Yummy! Back in high school, we used to make bets, not involving money, but katsu dons! The loser would have to shout the winner one, or maybe even three katsu dons!

terri@adailyobsession said...

sonia: thnks, do try it n tell me. i went to ur blog n ur jap potato salad looks great, fluffy n soft.


mary: hav u cooked it yet? i was at nishiki, a jap rest. here n their tonkatsu was not good, very thin n bland. home-cooked food is so much better bc we use the best ingredients, yes?

thnx, wey's almost done with his exams. we hav survived.

lilteochw: just like u, we do our best for our family:) u know what i can't do? good malay dishes.i'm no good with spices.

cookinghut: make it soon!

agnes: it was, it was.

denise: ironically, all the bowls n dip saucers were bought in japan but the rectangular plate you like was bought in melbourne.
ha, if wey scored straight As, i'll invite all my kk readers to a celebration party!

terri@adailyobsession said...

pp: it's the presentation, the ceramic plates. many jap rest. here use cheap plastic lacquer-looking plates now.
opeing a rest. is really hard work. i'd rather be a chef in a good restaurant--no need to shop or manage the rest.

dr pop: i can only think of 2 good things about palm oil: it is cheap and it has a high smoke point. other than tt, evrything about it goes downhill.

altho there's saturated fat n cholesterol in milk, it doesn't mean tt we shd pile on more of that stuff. we need some fat n even cholesterol in our diet bc some chemical reactions in our cells need fats to function but we shd still control the amount of harmful fats such as sat fats n cholesterol which are scientifically proven to cause vascular diseases by clogging our blood vessels, harden the arteries n cause heart diseases.

one thing i find very offensive is the way oil producers advertise that their veg oil have NO cholesterol. ALL veg oils have NO cholesterol, cholesterol is only found in animal fats so the thing we need to be aware of is whether the veg oil has saturated fats. plant oils can have either saturated or non-saturated fats (or both?) n palm oil n coconut oil are high in saturated fats, period.

so i still wouldn't eat palm oil just bc saturated fats occur naturally. n the irony is, palm oil's advantage of high smoking point is because it is saturated--saturated oils are more stable because they are so, well, saturated, all the 4 carbon bonds are attached to a hydrogen (frm my year 2 organic chem), so they can take high heat. but this very trait means they are thicker n so cause heart blockage n so on.
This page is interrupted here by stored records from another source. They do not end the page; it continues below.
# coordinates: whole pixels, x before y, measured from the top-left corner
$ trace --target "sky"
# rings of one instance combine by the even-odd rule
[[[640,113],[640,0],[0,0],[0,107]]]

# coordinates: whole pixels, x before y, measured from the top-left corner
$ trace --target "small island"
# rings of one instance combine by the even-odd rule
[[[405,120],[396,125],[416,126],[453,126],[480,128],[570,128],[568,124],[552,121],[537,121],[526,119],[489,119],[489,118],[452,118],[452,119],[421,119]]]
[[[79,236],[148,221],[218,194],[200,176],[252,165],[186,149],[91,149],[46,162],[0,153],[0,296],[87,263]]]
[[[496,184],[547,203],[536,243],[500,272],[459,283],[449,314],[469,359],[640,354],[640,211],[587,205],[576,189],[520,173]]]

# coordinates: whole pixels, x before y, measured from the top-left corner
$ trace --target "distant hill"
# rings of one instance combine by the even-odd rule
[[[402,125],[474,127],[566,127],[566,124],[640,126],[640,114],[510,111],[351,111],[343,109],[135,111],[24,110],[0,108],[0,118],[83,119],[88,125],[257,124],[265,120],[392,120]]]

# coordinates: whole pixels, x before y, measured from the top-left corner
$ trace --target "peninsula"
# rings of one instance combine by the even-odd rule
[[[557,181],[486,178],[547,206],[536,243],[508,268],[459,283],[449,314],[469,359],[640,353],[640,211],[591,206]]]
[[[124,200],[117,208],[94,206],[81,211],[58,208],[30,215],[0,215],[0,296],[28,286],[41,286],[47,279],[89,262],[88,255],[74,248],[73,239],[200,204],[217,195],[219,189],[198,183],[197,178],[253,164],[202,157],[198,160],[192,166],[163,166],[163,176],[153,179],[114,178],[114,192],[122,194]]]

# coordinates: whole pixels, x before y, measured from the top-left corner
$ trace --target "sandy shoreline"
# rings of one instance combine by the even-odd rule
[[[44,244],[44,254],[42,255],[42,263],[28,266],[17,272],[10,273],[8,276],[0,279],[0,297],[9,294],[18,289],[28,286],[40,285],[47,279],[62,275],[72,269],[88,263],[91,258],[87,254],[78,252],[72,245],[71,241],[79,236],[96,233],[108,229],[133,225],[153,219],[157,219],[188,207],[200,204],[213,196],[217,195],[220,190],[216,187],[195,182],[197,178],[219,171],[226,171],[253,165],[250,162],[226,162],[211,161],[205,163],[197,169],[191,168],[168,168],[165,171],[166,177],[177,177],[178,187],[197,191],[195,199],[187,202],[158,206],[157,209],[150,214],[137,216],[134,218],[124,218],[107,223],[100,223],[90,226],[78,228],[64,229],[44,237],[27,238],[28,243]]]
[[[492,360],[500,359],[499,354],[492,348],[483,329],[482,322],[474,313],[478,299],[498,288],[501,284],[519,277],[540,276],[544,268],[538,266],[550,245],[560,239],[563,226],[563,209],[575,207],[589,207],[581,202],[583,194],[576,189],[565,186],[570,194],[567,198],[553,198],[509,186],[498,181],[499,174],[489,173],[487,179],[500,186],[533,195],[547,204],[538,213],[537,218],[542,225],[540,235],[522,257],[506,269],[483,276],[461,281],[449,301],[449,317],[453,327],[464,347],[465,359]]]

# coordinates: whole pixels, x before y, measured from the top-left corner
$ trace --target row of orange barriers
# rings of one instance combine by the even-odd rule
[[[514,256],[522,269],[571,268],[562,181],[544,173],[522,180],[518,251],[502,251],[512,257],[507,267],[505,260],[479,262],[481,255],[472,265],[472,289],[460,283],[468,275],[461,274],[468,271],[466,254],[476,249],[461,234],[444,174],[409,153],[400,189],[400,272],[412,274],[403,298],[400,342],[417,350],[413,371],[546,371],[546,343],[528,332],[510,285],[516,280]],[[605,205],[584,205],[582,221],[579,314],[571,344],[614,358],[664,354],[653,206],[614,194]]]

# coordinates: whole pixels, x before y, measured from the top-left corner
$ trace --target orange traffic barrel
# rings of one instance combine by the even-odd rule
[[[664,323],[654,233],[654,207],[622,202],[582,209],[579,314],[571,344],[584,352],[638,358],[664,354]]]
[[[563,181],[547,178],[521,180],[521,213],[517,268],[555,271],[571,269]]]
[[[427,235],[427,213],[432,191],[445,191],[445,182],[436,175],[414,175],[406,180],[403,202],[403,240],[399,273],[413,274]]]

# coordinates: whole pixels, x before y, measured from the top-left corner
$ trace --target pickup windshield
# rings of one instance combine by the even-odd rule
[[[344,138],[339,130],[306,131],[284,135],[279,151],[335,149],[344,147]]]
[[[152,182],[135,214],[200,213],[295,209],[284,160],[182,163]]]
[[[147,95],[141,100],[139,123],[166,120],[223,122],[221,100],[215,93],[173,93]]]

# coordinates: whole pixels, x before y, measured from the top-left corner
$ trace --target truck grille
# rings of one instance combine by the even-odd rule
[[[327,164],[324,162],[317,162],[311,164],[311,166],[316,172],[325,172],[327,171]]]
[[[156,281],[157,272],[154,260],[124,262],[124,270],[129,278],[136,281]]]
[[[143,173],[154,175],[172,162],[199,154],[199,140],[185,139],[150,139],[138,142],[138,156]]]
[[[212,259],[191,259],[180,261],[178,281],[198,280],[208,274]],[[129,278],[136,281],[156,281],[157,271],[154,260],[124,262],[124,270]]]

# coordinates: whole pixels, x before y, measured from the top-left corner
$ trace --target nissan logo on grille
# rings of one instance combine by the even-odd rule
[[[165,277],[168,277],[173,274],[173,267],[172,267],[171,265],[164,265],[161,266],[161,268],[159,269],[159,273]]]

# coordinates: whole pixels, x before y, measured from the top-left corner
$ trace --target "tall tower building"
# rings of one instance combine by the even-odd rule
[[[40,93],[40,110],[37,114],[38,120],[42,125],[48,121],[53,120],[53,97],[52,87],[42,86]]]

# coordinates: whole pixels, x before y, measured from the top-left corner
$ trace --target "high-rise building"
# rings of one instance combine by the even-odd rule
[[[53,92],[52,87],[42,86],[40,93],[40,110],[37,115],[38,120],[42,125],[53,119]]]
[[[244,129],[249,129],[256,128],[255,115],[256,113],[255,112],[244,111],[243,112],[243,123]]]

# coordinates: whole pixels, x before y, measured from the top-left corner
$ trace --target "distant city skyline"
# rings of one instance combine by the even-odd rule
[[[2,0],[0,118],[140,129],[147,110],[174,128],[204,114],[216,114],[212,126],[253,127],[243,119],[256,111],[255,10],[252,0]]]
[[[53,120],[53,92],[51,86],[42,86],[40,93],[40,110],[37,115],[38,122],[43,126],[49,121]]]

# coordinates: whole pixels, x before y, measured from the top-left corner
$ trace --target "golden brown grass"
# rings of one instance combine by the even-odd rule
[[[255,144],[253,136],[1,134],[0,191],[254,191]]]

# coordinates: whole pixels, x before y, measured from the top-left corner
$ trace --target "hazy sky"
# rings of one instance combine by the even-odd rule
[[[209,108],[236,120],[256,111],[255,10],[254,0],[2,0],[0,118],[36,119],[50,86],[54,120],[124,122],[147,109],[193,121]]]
zurin: yes, i'm concerned to about oil for deep-frying. is using a high smoke point oil with saturated fat oil like palm oil better or a low smoke point and unsaturated fat oil like canola better?
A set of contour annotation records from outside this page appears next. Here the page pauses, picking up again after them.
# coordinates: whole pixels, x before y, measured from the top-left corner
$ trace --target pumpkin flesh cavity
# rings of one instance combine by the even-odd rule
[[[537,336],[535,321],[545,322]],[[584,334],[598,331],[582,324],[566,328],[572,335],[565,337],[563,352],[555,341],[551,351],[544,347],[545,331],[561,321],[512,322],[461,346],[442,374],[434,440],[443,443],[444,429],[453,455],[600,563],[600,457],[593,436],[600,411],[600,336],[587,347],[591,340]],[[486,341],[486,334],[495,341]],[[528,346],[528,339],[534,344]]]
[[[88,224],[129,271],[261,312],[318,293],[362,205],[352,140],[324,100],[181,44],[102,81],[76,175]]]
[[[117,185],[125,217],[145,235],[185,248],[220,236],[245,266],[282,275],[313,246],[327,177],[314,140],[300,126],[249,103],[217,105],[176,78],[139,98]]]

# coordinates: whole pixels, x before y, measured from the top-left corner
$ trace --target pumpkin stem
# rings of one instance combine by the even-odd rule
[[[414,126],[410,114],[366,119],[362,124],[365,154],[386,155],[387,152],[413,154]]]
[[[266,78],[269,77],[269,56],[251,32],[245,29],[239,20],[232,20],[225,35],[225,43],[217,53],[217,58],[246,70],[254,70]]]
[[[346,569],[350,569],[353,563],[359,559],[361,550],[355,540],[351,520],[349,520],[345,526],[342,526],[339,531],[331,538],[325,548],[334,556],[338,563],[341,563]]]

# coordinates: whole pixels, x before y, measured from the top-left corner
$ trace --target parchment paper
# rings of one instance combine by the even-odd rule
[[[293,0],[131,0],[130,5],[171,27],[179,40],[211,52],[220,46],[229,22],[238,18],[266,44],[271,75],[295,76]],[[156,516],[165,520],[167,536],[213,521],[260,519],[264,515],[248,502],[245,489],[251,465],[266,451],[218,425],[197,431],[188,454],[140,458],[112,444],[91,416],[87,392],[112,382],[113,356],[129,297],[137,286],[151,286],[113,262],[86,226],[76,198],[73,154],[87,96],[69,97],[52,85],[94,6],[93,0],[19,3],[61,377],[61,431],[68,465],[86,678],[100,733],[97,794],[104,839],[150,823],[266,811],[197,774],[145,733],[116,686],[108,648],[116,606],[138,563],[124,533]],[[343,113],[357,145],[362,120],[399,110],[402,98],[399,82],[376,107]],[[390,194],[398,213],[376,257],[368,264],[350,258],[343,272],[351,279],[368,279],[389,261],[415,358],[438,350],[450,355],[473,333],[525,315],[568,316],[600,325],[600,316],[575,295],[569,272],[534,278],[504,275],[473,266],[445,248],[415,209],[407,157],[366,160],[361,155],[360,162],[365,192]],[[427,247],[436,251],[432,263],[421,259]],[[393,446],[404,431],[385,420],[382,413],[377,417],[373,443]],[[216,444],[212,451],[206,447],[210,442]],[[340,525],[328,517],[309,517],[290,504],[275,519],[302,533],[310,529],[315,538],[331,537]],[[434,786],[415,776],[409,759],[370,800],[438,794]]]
tealady: tt's news to me. must try one day

bryan: tt sounds like in singapore? it's not a sabah thing to do

b said...

Hey Terri, thanks for the receipe. I cooked it last night and B says we do not need to eat out at Japanese restaurants anymore.

Frequent Reader said...

MY BROTHER'S FAVOURITE DISH! Goes great with japanese curry .It would ALWAYS be my duty "whacking" meat at home.*bambambam* Some taiwanese like to upgrade the pork a little by adding some plum powder to the breading or marinade. GOODSTUFF . Both HOT and COLD . And with japanese style potato salad.=] The chicken version is a GREAT PORTABLE SNACK in taiwan. Thanks for this particular post. Was really comforting staring at the pictures.

bryan said...

Nah it was in Adelaide, Australia.

Nothing beats home cooked food, when Terri is cooking!

terri@adailyobsession said...

b: tt's great :) been cooking a lot recently huh? is it the new oven or the new house or the new baby? gosh, u are so blessed!

frequent reader: yes, u r right, jap potato salad would be perfect with this. next time, i'll do tt:)

bryan: ah, someone's so priviledged ah, high school in australia.did you make all the girls cry?

S and O said...

Wow this one I'm definitely going to have to try! It looks wonderful and I just love breaded chicken!

Do you by any chance have any pad see ew recipes?
I'd love to have, it's one of my favorite dishes it is so addictive!:)



bryan said...

Me, make the girls cry? Never why would I do that?

Smart Payment Plan said...

I thought this was called Katsu and the dipping sauce called tonkatsu. At any rate, this is one of my favorite meals and your recipe looks fantastic!